Some 271 U.S. companies are said to have invested a whopping $67 billion in the fight against racism in the wake of the murder of George Floyd. Employees were given paid leave for "Juneteenth," the anniversary of the end of slavery in the U.S. Companies hired Chief Diversity and inclusion officers, becoming one of the most important positions in companies. And in the boardrooms of these enterprises, the number of people of color rose from 32 percent in 2020 to 35 percent in 2022, according to a Harvard Law School study.

But perhaps the proverbial pendulum is now swinging back in the other direction. In particular, the economic crisis obliges large American companies to look again at the 'bottom line'. Since last year, more and more questions have been asked about the impact of so many diversity programs and their costs. In the meantime, these internal programmes are being significantly cut. And that especially in the technology sector where companies such as Twitter and Meta have allowed many members of the inclusion team to leave.

What's even more troubling: female and Latino employees have been hit hardest in recent months in rounds of layoffs at major tech companies. Women represent 39 percent of employees in the sector, but 46 percent of the layoffs were of the female sex. Two former Twitter employees went to court in December last year to denounce this unequal treatment.

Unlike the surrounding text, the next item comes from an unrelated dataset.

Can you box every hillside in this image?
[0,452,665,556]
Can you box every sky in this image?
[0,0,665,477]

Many companies and organisations, including ours, will have to express their opinions in the coming months and years when it comes to diversity and inclusion under pressure from economic and social headwinds. Then it will become clear whether diversity and inclusion were 'nice to have' in better times, or whether they are principled values, translated into daily practice and manners, which cannot be questioned even when it storms outside.